If Hurley’s theory suggests why it’s easy to be full of contradicting ideas, it also suggests a possible solution. If you can activate beliefs that normally don’t get activated simultaneously, that would go much of the way in helping you debug them.

One way to do this is to think original thoughts. If you have chains of reasoning which connect the gaps between ideas that are normally separate, you can notice contradictions and fix them.

This too, it turns out, is more difficult than it appears. Although we tend to believe that each segment in our stream of consciousness is new, they too may reflect more habit than original insight.

Eleizer Yudkowsky suggests here [4] that the brain may use a method known as caching in cognition. Caching is a process used by engineers, in which answers are pre-computed to save time. Multiplication tables are a type of caching, where you recall memorized products rather than compute them.

If cognitive caching exists, it means that our thoughts are rarely original. Thinking about the premise, leads you down the garden path of familiar arguments until you reach your predetermined conclusion.

Thinking Original Thoughts

The notion of thinking original thoughts is very similar to holistic learning [5]. In fact, I think there’s probably a relationship between the two ideas. Creating connections between disparate ideas allows you to not only root out contradictions, but also to create new insights.

Thinking original thoughts, which avoid the cached answers we’ve generated, isn’t easy. In fact, it’s probably impossible to do so most of the time. But the more you can think original thoughts, the better, both for exposing your self-contradictions and for gaining new insights.

I don’t have a specific answer for thinking more original thoughts, but here are a few practices I’ve tried to adopt in my own life, to encourage that goal:

1. Read books to change your mind.

If you already agree with the conclusion, it’s probably not worth reading the book. Unless the author exposes a new theory or thinking pattern in the middle, why invest time just to confirm your cached thoughts?

2. Have intelligent debates with people.

I appreciate when people offer well-thought critiques of the ideas in my articles. Although sometimes it can be frustrating when I feel we aren’t discussing the same concept, I appreciate the challenge of someone dissenting to my viewpoint. Of course, the goal needs to b0e to inspire original thinking, not to “win” an argument.

3. Don’t write the same idea twice.

This is a hard goal (with over 1000 articles already published), but I strive to write about a new idea each time. Or, if I take a similar conclusion, I need to take a different path to reach it. As a writer, I feel this forces me to think more original thoughts, even if the price is more frequent frustration deciding what topic to pursue.

4. Learn across multiple genres.

I recently had a conversation with Cal Newport [6], where he pointed out how non-fiction authors subtly conform their books’ appearance and style, as a signal to their audience. Self-help titles, therefore, tend to look the same intentionally—so self-help readers will gravitate to them.
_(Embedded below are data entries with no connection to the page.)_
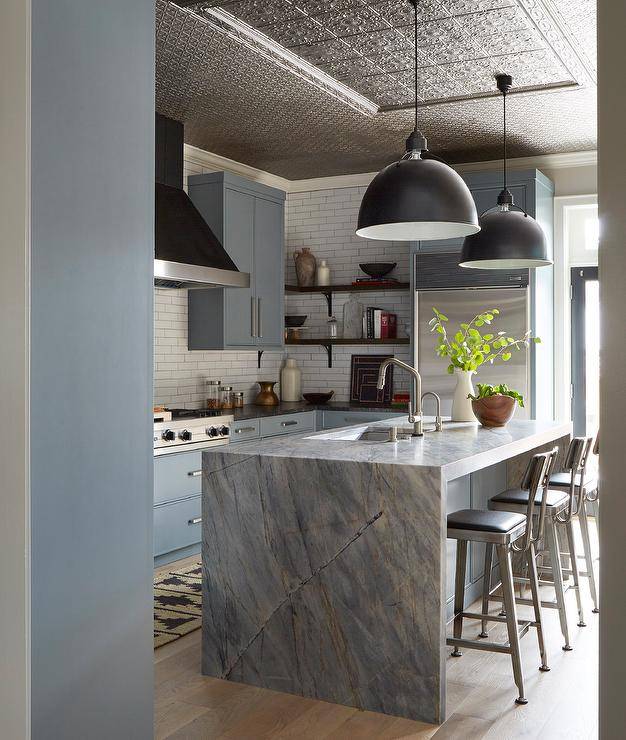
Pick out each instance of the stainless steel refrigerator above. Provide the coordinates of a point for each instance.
(461, 305)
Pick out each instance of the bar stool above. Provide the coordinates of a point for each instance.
(508, 532)
(585, 484)
(561, 506)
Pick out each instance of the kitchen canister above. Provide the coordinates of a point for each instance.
(305, 267)
(322, 276)
(290, 381)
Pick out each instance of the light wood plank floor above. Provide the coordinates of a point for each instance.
(481, 693)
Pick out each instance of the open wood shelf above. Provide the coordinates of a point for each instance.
(328, 290)
(347, 288)
(329, 343)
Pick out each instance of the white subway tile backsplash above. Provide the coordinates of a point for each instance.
(325, 222)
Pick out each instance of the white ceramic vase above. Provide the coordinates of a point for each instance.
(461, 404)
(290, 381)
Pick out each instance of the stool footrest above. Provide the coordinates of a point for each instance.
(496, 647)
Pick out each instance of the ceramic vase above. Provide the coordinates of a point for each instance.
(461, 404)
(305, 267)
(266, 396)
(353, 319)
(290, 381)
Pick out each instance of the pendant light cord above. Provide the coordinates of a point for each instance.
(504, 136)
(415, 60)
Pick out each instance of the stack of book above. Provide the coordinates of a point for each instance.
(379, 324)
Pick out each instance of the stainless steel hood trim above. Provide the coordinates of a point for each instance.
(196, 276)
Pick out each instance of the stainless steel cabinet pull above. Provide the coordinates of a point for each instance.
(253, 318)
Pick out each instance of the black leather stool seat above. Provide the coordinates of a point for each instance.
(475, 520)
(562, 480)
(519, 496)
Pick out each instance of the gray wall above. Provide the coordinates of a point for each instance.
(91, 368)
(14, 249)
(612, 259)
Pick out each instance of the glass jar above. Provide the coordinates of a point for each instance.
(213, 400)
(227, 398)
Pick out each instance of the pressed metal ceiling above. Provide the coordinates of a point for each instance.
(307, 88)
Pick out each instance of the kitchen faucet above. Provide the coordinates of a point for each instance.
(415, 414)
(438, 420)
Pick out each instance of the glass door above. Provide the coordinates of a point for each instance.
(585, 350)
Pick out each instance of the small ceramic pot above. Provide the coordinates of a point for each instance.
(306, 266)
(266, 396)
(494, 411)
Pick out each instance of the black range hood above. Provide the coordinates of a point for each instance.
(187, 252)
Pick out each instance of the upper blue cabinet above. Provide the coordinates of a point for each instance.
(248, 218)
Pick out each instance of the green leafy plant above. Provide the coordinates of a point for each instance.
(486, 391)
(468, 348)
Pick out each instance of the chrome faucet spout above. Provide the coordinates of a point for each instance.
(414, 413)
(438, 419)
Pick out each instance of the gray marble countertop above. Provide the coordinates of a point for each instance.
(461, 448)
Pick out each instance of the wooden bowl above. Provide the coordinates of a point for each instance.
(494, 411)
(318, 397)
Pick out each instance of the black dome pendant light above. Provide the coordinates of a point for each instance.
(507, 239)
(417, 198)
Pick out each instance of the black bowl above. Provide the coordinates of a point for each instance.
(377, 269)
(318, 397)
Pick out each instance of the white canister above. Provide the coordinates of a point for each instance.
(322, 276)
(290, 381)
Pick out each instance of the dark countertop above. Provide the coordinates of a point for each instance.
(250, 411)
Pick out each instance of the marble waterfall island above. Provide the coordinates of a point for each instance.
(325, 558)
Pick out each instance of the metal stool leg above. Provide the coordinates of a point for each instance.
(569, 529)
(531, 556)
(584, 530)
(486, 585)
(508, 592)
(555, 564)
(459, 593)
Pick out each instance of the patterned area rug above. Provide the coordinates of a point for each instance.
(177, 604)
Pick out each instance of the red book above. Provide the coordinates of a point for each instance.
(393, 326)
(384, 325)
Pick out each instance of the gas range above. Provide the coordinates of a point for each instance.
(179, 430)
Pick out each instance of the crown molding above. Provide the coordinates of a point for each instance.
(215, 162)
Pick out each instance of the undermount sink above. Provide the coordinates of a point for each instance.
(369, 434)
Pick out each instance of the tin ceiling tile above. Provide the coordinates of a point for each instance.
(236, 101)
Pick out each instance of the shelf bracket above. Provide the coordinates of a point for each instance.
(329, 299)
(329, 351)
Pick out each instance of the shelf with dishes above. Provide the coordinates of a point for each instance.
(328, 343)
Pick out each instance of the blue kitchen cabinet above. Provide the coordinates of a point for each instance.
(248, 219)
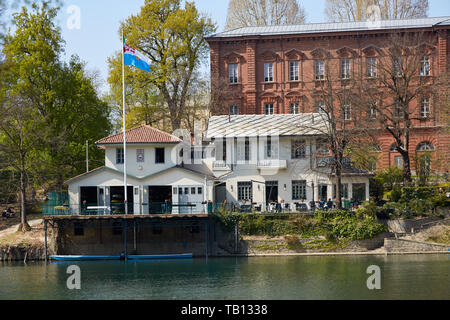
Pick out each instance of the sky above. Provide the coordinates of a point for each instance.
(96, 37)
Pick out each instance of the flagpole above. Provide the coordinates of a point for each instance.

While stylistic conformity may be inevitable, as a learner this should encourage you to span genres. I’m trying to add biographies, essay collections and foreign fiction to the categories of books I normally read, with this goal in mind.

Is all this effort to root out intellectual inconsistencies worth it? I think so. With each debugged inconsistency, comes a new insight. Just one “Aha!” moment, properly placed, can change everything.